Sebuah penelitian menemukan bahwa bergabung dalam kelompok teroris dapat memberikan rasa aman dan berarti bahwa orang tersebut tidak merasa sebagai individu.
Menjadi bagian dari tujuan kolektivis selalu menjadi ciri khas orang yang bersedia menjalani pengorbanan pribadi.
Dalam pengertian yang lebih universal, ketakutan akan kehancuran budaya dapat membantu memicu sentimen teroris. Dan sesungguhnya, faktor ini dapat ditepis apabila pelakunya tidak terjebak dalam kesesatan berpikir.
Mungkin Anda cukup bosan dengan saya yang terus berdalih "kesesatan berpikir". Tapi, itulah akarnya. Jika ingin mencabut akarnya, yang harus kita ketahui banyak adalah tentang akarnya, bukan daunnya.
Lalu selanjutnya, dari mana tumbuhnya kesesatan berpikir ini? Saya pikir, akar ini tumbuh dari penafsiran pengalaman atau keengganan orang-orang untuk berpikir kritis.

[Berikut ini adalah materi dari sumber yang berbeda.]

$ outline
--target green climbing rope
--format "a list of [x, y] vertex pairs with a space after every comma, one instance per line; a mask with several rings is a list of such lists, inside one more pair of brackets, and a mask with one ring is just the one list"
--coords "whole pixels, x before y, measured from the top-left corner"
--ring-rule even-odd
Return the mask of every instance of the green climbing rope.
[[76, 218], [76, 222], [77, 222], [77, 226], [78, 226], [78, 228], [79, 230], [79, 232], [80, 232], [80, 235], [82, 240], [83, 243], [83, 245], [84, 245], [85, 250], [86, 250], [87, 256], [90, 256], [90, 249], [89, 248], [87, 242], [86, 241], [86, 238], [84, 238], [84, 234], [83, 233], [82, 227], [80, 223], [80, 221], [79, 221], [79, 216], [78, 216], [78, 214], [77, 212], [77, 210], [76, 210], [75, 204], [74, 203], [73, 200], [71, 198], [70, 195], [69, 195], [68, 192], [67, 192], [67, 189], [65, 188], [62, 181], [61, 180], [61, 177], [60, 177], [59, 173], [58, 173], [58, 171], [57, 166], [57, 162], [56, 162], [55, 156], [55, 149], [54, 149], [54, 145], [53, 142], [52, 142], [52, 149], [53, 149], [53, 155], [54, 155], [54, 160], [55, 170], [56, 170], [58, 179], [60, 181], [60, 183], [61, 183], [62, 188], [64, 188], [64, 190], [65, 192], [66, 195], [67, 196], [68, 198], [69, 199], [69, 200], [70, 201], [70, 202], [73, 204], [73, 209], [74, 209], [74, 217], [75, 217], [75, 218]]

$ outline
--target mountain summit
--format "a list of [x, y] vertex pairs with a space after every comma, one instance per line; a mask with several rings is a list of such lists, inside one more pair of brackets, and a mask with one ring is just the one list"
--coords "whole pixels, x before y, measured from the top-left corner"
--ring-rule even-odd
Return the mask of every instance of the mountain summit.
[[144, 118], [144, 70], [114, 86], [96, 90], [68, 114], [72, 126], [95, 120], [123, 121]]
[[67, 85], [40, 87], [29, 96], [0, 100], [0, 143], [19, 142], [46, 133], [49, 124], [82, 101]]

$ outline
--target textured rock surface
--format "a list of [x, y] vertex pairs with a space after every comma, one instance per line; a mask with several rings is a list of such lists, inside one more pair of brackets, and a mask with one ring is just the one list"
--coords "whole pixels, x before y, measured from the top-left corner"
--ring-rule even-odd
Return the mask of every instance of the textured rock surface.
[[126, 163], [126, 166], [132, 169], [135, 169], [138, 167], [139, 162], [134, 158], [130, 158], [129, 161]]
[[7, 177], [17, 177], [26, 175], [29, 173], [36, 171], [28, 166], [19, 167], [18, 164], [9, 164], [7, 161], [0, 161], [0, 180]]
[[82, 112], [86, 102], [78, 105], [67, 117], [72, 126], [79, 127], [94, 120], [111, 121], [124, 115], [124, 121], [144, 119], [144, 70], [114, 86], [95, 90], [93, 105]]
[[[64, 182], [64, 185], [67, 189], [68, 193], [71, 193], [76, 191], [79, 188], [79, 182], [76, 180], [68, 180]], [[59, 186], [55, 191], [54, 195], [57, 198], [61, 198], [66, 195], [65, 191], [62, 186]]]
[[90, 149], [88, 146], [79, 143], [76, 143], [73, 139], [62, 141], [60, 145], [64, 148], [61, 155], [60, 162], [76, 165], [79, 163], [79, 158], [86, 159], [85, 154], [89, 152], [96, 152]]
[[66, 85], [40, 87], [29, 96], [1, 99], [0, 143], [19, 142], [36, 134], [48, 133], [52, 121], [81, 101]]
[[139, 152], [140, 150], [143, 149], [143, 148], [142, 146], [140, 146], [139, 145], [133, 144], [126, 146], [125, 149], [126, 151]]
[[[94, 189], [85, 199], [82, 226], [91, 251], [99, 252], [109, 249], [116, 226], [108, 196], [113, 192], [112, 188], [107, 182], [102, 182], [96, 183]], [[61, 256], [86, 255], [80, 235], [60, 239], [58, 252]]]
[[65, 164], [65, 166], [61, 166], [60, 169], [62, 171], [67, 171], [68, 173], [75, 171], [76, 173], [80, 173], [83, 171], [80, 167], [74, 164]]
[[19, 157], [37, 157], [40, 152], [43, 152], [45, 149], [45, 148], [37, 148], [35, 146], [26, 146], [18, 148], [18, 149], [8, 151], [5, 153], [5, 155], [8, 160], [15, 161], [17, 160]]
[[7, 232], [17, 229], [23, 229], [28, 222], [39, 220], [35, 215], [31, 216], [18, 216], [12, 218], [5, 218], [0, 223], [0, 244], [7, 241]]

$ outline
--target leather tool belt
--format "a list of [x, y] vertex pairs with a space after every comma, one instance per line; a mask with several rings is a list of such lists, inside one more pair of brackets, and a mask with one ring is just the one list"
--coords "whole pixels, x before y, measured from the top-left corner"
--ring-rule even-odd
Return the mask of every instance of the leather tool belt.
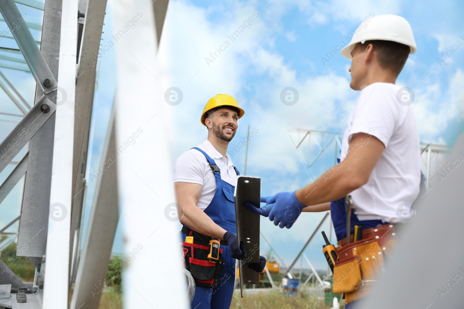
[[367, 296], [369, 287], [374, 285], [385, 271], [384, 257], [393, 257], [398, 236], [393, 224], [363, 230], [362, 239], [350, 243], [346, 238], [337, 242], [335, 248], [338, 259], [334, 267], [332, 290], [344, 293], [348, 304]]
[[[222, 249], [219, 249], [219, 259], [217, 262], [211, 263], [208, 260], [208, 254], [210, 250], [209, 241], [213, 238], [194, 232], [185, 226], [182, 228], [182, 232], [193, 237], [193, 243], [185, 241], [182, 243], [182, 258], [184, 267], [193, 277], [195, 285], [217, 289], [224, 267]], [[221, 245], [223, 244], [223, 241], [221, 240]]]

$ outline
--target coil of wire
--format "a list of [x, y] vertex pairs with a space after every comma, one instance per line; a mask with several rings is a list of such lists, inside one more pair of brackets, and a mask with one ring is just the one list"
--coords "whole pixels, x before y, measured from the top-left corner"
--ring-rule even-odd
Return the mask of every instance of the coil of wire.
[[188, 301], [188, 303], [191, 304], [193, 299], [193, 295], [195, 294], [195, 280], [193, 280], [193, 277], [192, 277], [192, 274], [190, 271], [183, 267], [182, 270], [187, 276], [187, 300]]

Dan kemudian, adakah kunci untuk menangkal terorisme? Bukankah ini tujuan kita mengetahui penyebab terorisme?
Barangkali ada beberapa tindakan, baik preventif maupun represif. Tapi karena akarnya adalah kesesatan berpikir, maka saya lebih suka mengatasinya dengan transendensi.
Di dalam filsafat, konsep transendensi berkaitan dengan tindakan melampaui batas-batas yang ada. Transendensi menjadi ciri dari horizon atau paradigma yang mendasari pengetahuan manusia.
Horizon adalah latar belakang yang memungkinkan pengetahuan manusia tercipta dan berkembang.
Dalam arti inilah transendensi bisa menjadi obat penyembuh penyakit terorisme. Orang tidak lagi melulu berpikir soal dirinya, keluarga, atau kelompoknya, tetapi juga berpikir dari kacamata keseluruhan.